Dr. Lenore Alpert, Center for Urban and Environmental Solutions (CUES), presented a paper at the Working Waterways and Waterfronts Conference in Norfolk, Virginia. The presentation, “Dealing with the Loss of Waterfront Land in South Florida: The Monroe County Marine Management Strategic Plan,” covered a project in the Keys that CUES recently completed with the South Florida Regional Planning Council. Dr. Alpert also made a presentation on “Development in Florida: Regional and Statewide Trends” at the 6th Annual Environmental Ethics Conference in Fort Lauderdale. Dr. Alpert, Lindsay Walker and Marybeth Burton led and participated in a panel discussion on the Florida Indicators Network at the 5th International Conference of the Community Indicators Consortium in Jacksonville.

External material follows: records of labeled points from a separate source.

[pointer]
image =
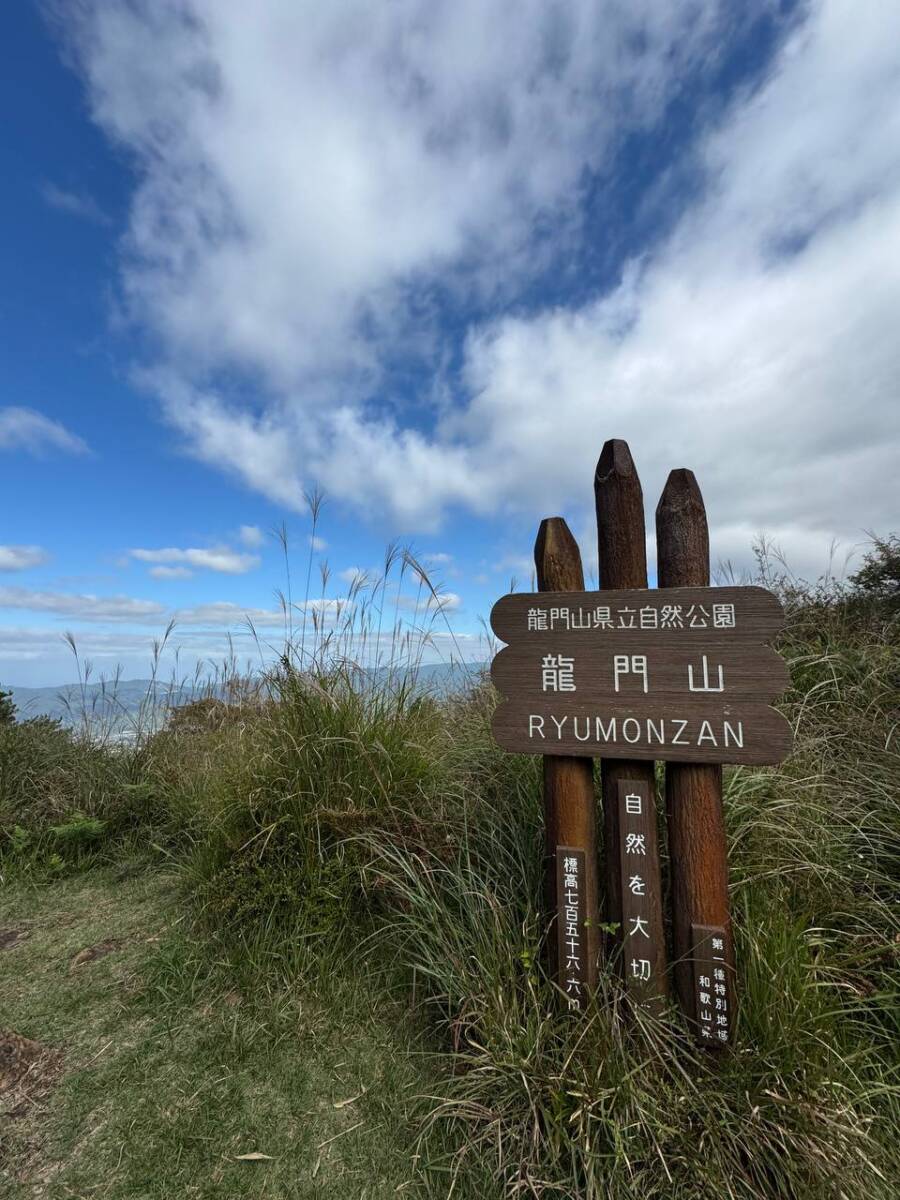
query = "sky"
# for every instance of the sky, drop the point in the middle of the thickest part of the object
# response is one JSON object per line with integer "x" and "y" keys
{"x": 424, "y": 259}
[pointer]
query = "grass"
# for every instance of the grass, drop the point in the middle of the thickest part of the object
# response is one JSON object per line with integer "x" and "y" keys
{"x": 175, "y": 1066}
{"x": 359, "y": 865}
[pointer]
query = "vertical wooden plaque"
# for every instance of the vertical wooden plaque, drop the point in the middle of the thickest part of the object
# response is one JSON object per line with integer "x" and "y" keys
{"x": 573, "y": 943}
{"x": 713, "y": 985}
{"x": 642, "y": 937}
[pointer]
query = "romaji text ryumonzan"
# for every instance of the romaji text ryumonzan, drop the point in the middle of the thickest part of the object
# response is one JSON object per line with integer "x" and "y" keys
{"x": 643, "y": 732}
{"x": 651, "y": 616}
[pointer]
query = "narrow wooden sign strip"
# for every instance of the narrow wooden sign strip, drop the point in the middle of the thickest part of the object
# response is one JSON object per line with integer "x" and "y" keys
{"x": 713, "y": 985}
{"x": 643, "y": 942}
{"x": 739, "y": 615}
{"x": 573, "y": 941}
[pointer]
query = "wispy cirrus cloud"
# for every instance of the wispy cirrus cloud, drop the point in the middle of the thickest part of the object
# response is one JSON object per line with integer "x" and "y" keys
{"x": 219, "y": 558}
{"x": 24, "y": 429}
{"x": 317, "y": 183}
{"x": 171, "y": 573}
{"x": 83, "y": 606}
{"x": 21, "y": 558}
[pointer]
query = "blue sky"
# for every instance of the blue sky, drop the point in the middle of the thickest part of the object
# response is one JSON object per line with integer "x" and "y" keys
{"x": 427, "y": 258}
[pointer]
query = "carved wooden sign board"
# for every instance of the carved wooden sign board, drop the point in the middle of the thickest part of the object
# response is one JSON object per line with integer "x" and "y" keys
{"x": 672, "y": 673}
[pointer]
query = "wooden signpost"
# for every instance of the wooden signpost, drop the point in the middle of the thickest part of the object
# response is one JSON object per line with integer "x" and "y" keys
{"x": 684, "y": 673}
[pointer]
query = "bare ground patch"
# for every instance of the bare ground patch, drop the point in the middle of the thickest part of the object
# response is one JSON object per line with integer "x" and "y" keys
{"x": 28, "y": 1072}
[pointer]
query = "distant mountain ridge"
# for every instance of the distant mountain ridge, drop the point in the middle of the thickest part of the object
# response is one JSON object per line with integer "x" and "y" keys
{"x": 123, "y": 701}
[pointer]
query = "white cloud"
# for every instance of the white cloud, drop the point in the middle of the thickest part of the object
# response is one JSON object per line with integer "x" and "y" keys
{"x": 171, "y": 573}
{"x": 77, "y": 204}
{"x": 251, "y": 537}
{"x": 223, "y": 612}
{"x": 220, "y": 558}
{"x": 19, "y": 558}
{"x": 83, "y": 607}
{"x": 23, "y": 429}
{"x": 307, "y": 177}
{"x": 307, "y": 173}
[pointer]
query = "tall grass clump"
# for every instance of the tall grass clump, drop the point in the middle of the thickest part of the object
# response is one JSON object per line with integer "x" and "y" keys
{"x": 343, "y": 738}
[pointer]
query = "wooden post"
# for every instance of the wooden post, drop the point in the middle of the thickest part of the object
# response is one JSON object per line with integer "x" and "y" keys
{"x": 569, "y": 816}
{"x": 694, "y": 792}
{"x": 623, "y": 564}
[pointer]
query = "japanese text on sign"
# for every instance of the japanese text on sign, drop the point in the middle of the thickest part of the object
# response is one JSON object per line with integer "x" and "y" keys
{"x": 571, "y": 943}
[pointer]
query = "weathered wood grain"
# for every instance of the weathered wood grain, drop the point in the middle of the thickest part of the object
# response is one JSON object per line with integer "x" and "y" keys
{"x": 702, "y": 731}
{"x": 643, "y": 949}
{"x": 759, "y": 615}
{"x": 694, "y": 792}
{"x": 569, "y": 805}
{"x": 622, "y": 549}
{"x": 607, "y": 677}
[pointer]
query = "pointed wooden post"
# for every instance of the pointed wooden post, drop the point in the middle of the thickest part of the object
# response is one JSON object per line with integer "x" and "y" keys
{"x": 569, "y": 809}
{"x": 694, "y": 792}
{"x": 623, "y": 564}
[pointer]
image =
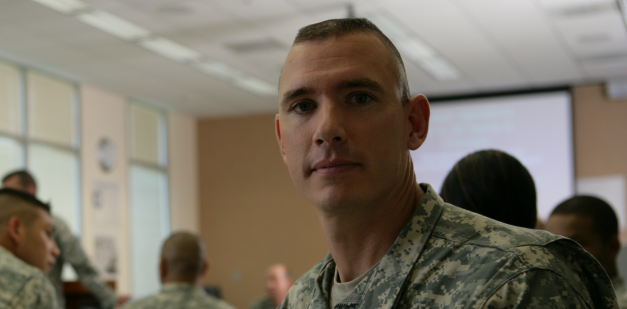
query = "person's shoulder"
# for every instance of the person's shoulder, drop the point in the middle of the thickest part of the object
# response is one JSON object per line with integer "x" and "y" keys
{"x": 204, "y": 300}
{"x": 301, "y": 290}
{"x": 60, "y": 226}
{"x": 217, "y": 303}
{"x": 466, "y": 227}
{"x": 19, "y": 280}
{"x": 15, "y": 272}
{"x": 145, "y": 302}
{"x": 261, "y": 303}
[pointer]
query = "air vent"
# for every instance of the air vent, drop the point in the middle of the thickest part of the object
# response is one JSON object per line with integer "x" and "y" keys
{"x": 585, "y": 10}
{"x": 616, "y": 89}
{"x": 264, "y": 45}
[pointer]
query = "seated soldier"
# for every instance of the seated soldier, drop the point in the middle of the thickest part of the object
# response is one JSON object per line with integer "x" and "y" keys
{"x": 27, "y": 252}
{"x": 183, "y": 264}
{"x": 70, "y": 250}
{"x": 593, "y": 224}
{"x": 278, "y": 282}
{"x": 494, "y": 184}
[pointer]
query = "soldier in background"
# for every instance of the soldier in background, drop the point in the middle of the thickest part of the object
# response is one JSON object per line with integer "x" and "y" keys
{"x": 27, "y": 252}
{"x": 183, "y": 264}
{"x": 71, "y": 250}
{"x": 278, "y": 282}
{"x": 485, "y": 180}
{"x": 592, "y": 223}
{"x": 345, "y": 127}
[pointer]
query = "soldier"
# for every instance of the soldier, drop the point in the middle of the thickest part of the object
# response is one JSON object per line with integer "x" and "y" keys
{"x": 27, "y": 251}
{"x": 71, "y": 250}
{"x": 278, "y": 282}
{"x": 592, "y": 223}
{"x": 345, "y": 126}
{"x": 182, "y": 266}
{"x": 485, "y": 180}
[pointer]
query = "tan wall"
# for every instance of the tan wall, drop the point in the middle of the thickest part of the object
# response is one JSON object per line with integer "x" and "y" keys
{"x": 251, "y": 214}
{"x": 600, "y": 134}
{"x": 183, "y": 172}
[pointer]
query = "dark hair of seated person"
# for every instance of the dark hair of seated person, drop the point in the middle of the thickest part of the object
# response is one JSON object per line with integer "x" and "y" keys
{"x": 494, "y": 184}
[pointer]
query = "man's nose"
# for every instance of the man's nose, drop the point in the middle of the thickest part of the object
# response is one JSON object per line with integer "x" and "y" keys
{"x": 55, "y": 249}
{"x": 330, "y": 127}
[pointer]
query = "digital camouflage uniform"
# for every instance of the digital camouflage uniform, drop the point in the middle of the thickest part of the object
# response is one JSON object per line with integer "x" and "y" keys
{"x": 264, "y": 303}
{"x": 72, "y": 252}
{"x": 447, "y": 257}
{"x": 179, "y": 296}
{"x": 23, "y": 286}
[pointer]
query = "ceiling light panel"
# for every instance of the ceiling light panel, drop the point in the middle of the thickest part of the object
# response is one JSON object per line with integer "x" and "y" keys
{"x": 113, "y": 25}
{"x": 170, "y": 49}
{"x": 162, "y": 46}
{"x": 415, "y": 49}
{"x": 63, "y": 6}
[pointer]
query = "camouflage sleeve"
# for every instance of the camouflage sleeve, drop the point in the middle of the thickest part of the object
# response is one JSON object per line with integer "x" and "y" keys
{"x": 536, "y": 288}
{"x": 87, "y": 274}
{"x": 37, "y": 293}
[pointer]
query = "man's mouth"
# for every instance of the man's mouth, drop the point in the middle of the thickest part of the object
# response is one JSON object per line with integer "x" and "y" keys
{"x": 335, "y": 166}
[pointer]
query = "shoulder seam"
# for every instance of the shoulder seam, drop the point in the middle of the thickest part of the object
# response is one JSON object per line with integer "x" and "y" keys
{"x": 528, "y": 270}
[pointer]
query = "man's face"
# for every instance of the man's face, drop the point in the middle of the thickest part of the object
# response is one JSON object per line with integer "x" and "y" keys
{"x": 37, "y": 246}
{"x": 581, "y": 229}
{"x": 342, "y": 127}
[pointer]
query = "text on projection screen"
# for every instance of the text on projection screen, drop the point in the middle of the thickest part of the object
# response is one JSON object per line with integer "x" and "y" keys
{"x": 534, "y": 128}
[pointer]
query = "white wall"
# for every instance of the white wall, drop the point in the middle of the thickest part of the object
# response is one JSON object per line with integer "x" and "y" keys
{"x": 103, "y": 114}
{"x": 183, "y": 173}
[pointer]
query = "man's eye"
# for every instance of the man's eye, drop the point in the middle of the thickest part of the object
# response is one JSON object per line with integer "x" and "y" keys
{"x": 303, "y": 107}
{"x": 361, "y": 98}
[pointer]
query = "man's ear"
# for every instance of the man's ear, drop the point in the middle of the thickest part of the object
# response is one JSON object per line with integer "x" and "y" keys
{"x": 418, "y": 113}
{"x": 204, "y": 269}
{"x": 15, "y": 228}
{"x": 277, "y": 128}
{"x": 613, "y": 247}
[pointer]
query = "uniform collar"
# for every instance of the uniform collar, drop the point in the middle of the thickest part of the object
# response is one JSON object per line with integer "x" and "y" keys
{"x": 177, "y": 286}
{"x": 388, "y": 278}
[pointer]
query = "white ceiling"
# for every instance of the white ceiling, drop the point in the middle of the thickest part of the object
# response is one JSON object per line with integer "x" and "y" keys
{"x": 497, "y": 45}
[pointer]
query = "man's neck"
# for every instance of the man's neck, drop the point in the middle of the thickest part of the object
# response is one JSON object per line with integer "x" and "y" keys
{"x": 180, "y": 281}
{"x": 358, "y": 241}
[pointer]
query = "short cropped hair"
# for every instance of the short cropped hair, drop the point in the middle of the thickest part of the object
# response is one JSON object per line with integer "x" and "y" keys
{"x": 24, "y": 178}
{"x": 346, "y": 26}
{"x": 494, "y": 184}
{"x": 184, "y": 253}
{"x": 604, "y": 220}
{"x": 21, "y": 204}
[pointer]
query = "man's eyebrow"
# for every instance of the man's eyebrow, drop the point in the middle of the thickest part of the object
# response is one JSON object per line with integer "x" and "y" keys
{"x": 361, "y": 83}
{"x": 295, "y": 93}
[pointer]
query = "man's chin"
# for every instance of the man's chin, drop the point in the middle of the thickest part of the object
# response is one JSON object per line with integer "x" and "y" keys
{"x": 337, "y": 204}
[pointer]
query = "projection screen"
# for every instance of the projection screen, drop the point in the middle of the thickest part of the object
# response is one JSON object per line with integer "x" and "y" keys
{"x": 535, "y": 128}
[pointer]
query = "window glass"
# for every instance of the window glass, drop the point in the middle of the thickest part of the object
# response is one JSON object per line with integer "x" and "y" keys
{"x": 57, "y": 174}
{"x": 146, "y": 134}
{"x": 149, "y": 226}
{"x": 9, "y": 99}
{"x": 11, "y": 155}
{"x": 50, "y": 109}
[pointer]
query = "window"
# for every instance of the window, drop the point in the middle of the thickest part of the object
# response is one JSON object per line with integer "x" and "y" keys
{"x": 39, "y": 132}
{"x": 149, "y": 208}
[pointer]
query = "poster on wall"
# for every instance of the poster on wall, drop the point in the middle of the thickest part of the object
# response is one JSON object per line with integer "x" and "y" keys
{"x": 106, "y": 223}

Dr. Alan L. Berger, Raddock Eminent Scholar Chair of Holocaust Studies, director, Holocaust and Judaic Studies BA, director, Center for the Study of Values and Violence after Auschwitz, wrote a chapter titled “Faith and God during the Holocaust: Teaching Night with the Later Memoirs” in Approaches to Teaching Wiesel’s Night published by the Modern Language Association of America, 2007. Dr. Berger also was a guest editor and wrote an interview with Elie Wiesel for the Literature and Belief Journal, volume 26.1.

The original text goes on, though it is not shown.